Refinement: Train the initialized SSM on data from the complex target system (which may require infinite memory or adaptive policies) using gradient descent. The model starts with the correct symbolic structure and refines it to handle continuous or unbounded constraints.

C. Experimental Setup

Benchmarks: SYNTCOMP (a suite of synthesis benchmarks for reactive systems).
Task 1 (Finite-State): Learning regular languages from scratch. Comparing random-initialized SSMs against Active ( $L^*$ ) and Passive (RPNI) learning.
Task 2 (Infinite-State/Complex): Learning Dynamic Arbitration Policies for cloud resource allocation.
- Base: A finite-state arbiter (e.g., Round Robin).
- Augmentation: The policy must track the deviation of grants from the average over the entire history (requiring infinite memory).
- Goal: Learn an adaptive policy that respects the base logic but dynamically adjusts safety constraints based on cumulative history.

3. Key Contributions

Formal Equivalence Proof: The first proof establishing that Moore machines admit exact realizations as SSMs, preserving both structure and input-output behavior.
Symbolic Warm-Starting Framework: A novel pipeline that initializes continuous SSMs with symbolically learned approximations, effectively lifting automata learning into continuous domains.
Empirical Evidence of Inductive Bias: Demonstration that symbolic structure provides a critical inductive bias. Randomly initialized SSMs fail to recover discrete structure even on simple tasks, whereas symbolic methods are orders of magnitude more sample-efficient.
Efficient Learning of Complex Systems: Showing that warm-started SSMs can learn systems requiring infinite memory (dynamic arbitration) significantly faster and more accurately than random initialization.

4. Results

Sample Efficiency (Finite-State Tasks)

Data Requirements: Symbolic methods ( $L^*$ , RPNI) achieved perfect emulation of SYNTCOMP benchmarks with orders of magnitude fewer samples than gradient-trained SSMs.
Accuracy:
- $L^*$ : 77.3% perfect emulation.
- RPNI: 56.0% perfect emulation.
- Random SSM: Only 33.3% perfect emulation.
Structure Recovery: PCA visualizations of SSM hidden states showed that random initialization failed to cluster into distinct symbolic states (low ARI/NMI scores), confirming that gradient descent does not naturally discover discrete automaton structure.

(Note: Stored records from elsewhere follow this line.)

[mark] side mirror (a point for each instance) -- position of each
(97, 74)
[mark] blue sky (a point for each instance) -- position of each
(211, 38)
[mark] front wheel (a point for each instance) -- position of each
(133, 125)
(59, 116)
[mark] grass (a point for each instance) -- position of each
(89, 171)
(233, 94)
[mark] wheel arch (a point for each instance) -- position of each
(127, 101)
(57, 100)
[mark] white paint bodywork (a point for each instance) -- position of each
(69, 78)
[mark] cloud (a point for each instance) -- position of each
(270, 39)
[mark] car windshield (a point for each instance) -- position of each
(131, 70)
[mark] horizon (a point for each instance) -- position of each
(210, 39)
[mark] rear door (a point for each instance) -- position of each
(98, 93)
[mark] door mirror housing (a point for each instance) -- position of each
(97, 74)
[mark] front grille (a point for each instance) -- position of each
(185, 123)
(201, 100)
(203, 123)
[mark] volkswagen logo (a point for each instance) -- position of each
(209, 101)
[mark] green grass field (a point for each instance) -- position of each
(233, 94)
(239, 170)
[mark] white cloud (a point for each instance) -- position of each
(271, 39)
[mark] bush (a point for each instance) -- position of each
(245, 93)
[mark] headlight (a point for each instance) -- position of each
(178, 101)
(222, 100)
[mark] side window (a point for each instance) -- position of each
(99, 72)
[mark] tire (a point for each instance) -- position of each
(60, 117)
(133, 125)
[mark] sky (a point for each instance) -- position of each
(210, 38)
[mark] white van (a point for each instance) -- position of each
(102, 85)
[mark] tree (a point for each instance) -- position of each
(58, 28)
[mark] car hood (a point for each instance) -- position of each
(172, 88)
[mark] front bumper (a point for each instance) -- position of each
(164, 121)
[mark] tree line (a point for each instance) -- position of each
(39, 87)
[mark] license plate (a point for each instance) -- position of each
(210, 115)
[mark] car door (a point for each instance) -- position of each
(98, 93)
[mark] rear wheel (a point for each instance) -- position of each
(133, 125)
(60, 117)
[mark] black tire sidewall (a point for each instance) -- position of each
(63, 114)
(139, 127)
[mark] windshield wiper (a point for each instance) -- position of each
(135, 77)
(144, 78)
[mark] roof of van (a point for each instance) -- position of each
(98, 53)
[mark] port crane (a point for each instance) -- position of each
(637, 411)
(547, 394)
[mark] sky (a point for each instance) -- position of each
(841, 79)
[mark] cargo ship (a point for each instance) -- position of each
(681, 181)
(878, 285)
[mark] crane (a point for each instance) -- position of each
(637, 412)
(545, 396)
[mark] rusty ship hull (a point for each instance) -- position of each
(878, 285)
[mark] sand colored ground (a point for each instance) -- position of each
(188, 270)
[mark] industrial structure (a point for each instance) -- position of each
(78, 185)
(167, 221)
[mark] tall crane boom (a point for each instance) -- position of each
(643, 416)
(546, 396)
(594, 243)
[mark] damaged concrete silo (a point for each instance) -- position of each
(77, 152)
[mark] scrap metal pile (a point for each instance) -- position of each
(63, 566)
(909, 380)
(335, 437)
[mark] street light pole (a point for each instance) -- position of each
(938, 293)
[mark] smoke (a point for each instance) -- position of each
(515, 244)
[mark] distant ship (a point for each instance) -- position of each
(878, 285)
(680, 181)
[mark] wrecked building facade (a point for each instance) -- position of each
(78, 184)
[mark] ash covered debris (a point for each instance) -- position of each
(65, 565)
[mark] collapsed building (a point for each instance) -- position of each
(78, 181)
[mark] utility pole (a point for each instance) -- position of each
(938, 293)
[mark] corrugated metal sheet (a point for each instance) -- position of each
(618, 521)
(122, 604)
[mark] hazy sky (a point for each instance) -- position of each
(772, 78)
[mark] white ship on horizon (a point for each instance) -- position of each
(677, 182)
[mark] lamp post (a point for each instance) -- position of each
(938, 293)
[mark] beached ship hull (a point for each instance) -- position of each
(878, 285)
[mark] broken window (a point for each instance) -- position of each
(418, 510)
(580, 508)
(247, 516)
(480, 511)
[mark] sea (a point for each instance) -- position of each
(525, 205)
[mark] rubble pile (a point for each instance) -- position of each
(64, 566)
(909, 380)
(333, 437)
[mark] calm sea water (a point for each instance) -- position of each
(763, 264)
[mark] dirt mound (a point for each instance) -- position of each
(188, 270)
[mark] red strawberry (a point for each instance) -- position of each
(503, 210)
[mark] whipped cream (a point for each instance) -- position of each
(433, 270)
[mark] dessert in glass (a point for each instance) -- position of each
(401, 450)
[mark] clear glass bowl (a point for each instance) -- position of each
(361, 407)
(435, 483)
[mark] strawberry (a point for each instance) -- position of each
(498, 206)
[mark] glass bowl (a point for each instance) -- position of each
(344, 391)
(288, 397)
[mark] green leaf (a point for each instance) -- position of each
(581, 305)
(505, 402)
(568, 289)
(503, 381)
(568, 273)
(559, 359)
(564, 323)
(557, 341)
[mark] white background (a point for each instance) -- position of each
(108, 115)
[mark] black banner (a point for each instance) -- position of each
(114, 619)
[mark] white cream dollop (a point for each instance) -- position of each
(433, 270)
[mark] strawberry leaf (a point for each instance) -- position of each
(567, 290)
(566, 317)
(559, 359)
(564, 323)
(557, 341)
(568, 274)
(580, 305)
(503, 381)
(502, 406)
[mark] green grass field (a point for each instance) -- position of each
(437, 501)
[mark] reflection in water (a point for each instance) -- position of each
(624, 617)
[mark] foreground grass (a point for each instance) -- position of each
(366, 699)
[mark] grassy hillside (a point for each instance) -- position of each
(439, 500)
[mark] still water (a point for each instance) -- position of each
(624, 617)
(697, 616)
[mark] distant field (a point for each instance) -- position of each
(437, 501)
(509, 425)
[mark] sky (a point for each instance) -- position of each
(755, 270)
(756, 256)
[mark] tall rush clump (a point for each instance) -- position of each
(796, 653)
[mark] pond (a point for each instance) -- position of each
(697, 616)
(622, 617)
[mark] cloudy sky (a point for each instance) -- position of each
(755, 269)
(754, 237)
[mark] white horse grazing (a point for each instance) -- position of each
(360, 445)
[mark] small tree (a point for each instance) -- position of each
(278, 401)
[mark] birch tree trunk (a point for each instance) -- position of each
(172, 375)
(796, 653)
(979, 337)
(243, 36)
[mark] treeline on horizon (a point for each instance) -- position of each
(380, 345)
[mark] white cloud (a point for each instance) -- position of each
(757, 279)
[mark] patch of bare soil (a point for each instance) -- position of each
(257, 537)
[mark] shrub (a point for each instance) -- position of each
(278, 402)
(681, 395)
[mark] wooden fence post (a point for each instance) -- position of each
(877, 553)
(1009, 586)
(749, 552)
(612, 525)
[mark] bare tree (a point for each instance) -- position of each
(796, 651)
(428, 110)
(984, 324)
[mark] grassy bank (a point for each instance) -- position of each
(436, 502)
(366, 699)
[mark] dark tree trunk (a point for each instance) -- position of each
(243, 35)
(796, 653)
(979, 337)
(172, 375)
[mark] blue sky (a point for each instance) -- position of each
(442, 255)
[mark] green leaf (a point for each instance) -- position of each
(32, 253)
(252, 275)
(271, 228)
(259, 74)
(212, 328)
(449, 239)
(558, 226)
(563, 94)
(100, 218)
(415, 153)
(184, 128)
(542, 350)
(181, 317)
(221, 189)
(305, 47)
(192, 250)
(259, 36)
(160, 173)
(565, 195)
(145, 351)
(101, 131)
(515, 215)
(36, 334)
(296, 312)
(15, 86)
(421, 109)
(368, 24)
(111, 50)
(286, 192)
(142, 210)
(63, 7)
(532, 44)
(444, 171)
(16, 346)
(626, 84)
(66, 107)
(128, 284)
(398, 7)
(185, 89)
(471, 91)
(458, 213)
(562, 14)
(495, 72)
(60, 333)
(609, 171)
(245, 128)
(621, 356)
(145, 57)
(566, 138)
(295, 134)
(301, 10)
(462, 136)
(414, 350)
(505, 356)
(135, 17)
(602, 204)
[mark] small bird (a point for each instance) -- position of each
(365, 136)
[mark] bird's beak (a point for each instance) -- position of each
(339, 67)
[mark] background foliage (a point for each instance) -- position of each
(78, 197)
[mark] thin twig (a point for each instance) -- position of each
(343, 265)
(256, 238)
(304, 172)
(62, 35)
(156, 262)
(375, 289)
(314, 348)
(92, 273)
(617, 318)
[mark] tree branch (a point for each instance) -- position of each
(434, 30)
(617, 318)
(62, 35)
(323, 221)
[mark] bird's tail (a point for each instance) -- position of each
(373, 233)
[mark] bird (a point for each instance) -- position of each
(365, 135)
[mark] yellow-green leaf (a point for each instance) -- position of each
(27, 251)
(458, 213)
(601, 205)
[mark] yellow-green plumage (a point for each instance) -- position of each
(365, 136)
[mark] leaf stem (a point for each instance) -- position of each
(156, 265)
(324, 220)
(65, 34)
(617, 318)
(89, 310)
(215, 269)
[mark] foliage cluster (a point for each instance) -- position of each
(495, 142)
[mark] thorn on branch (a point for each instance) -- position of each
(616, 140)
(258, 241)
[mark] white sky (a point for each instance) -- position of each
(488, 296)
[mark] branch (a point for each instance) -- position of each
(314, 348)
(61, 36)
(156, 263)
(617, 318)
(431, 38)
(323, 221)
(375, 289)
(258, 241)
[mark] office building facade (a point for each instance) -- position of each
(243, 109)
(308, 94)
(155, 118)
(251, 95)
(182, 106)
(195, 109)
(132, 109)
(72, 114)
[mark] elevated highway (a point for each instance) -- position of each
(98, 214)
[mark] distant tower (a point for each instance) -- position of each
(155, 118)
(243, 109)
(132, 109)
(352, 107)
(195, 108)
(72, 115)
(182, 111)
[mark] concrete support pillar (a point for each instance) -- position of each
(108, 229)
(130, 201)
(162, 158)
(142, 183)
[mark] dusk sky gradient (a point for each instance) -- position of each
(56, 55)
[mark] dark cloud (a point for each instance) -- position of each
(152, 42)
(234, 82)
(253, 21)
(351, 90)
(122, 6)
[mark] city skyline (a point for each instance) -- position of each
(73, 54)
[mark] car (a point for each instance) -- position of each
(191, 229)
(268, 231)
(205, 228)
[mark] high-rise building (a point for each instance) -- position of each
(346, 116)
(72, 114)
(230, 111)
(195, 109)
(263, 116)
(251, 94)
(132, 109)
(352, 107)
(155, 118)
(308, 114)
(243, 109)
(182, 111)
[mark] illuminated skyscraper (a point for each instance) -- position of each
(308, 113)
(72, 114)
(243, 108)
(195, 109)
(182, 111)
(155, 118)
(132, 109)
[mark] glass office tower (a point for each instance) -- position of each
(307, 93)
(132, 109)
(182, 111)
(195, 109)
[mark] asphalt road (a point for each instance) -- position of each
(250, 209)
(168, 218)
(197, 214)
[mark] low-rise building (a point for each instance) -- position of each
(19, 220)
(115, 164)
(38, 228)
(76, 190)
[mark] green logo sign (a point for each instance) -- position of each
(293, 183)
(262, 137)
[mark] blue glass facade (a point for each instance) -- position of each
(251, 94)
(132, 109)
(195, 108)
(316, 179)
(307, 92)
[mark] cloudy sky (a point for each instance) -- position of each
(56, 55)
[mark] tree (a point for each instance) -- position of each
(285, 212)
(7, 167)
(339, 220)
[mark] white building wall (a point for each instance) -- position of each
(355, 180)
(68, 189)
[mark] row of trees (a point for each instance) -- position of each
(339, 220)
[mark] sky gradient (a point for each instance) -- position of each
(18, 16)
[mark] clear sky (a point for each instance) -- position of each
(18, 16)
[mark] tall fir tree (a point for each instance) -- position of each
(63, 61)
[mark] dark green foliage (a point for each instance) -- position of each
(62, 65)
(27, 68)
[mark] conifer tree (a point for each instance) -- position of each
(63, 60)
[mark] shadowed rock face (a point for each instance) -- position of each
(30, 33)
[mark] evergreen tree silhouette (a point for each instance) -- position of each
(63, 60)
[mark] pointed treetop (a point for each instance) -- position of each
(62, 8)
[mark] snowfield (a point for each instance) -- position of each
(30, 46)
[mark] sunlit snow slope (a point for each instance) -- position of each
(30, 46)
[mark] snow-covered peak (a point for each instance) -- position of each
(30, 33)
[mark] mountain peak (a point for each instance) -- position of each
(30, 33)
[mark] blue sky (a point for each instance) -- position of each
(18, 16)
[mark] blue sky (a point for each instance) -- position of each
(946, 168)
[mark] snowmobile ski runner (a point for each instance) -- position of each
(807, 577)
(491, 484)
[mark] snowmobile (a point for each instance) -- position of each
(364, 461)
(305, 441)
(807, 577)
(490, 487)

Warm-Starting Performance (Complex/Infinite-State Tasks)

Convergence Speed: Symbolic warm-started SSMs reached 90% test accuracy 243 epochs earlier on average than randomly initialized SSMs.
Statistical Significance: The difference in convergence speed was statistically significant (Mann-Whitney U test, $p = 0.0122$ ).
Accuracy: Warm-started models achieved 2–5x faster convergence and higher overall test accuracy.
- Example: On a 5-channel arbiter, warm-started models reached ~100% accuracy in 300 epochs, while random models reached only 60% after 950 epochs.
Memory Constraints: The approach increased model dimensionality (due to the Kronecker product input), occasionally causing GPU memory exhaustion for very large parameterizations ( $N=5, 6$ ), highlighting a trade-off between expressiveness and scalability.

5. Significance and Conclusion

This work fundamentally shifts the paradigm for learning sequential systems by:

Bridging Discrete and Continuous: It moves automata learning out of purely discrete spaces, allowing symbolic structures to serve as "seeds" for deep learning models.
Solving the Infinite Memory Problem: It enables the learning of systems that require unbounded history (which classical automata cannot represent) by leveraging the recurrence of SSMs, initialized with the correct finite-state logic.
Inductive Bias: It demonstrates that for complex control problems, providing a model with the correct structural prior (symbolic logic) is far more effective than relying on the model to discover structure from raw data.

The authors conclude that this approach offers a principled way to exploit symbolic structure in continuous domains, enabling efficient learning in complex settings where neither pure symbolic nor pure neural approaches succeed alone. Future work aims to explore spectral learning to reduce the dimensionality of these warm-started models.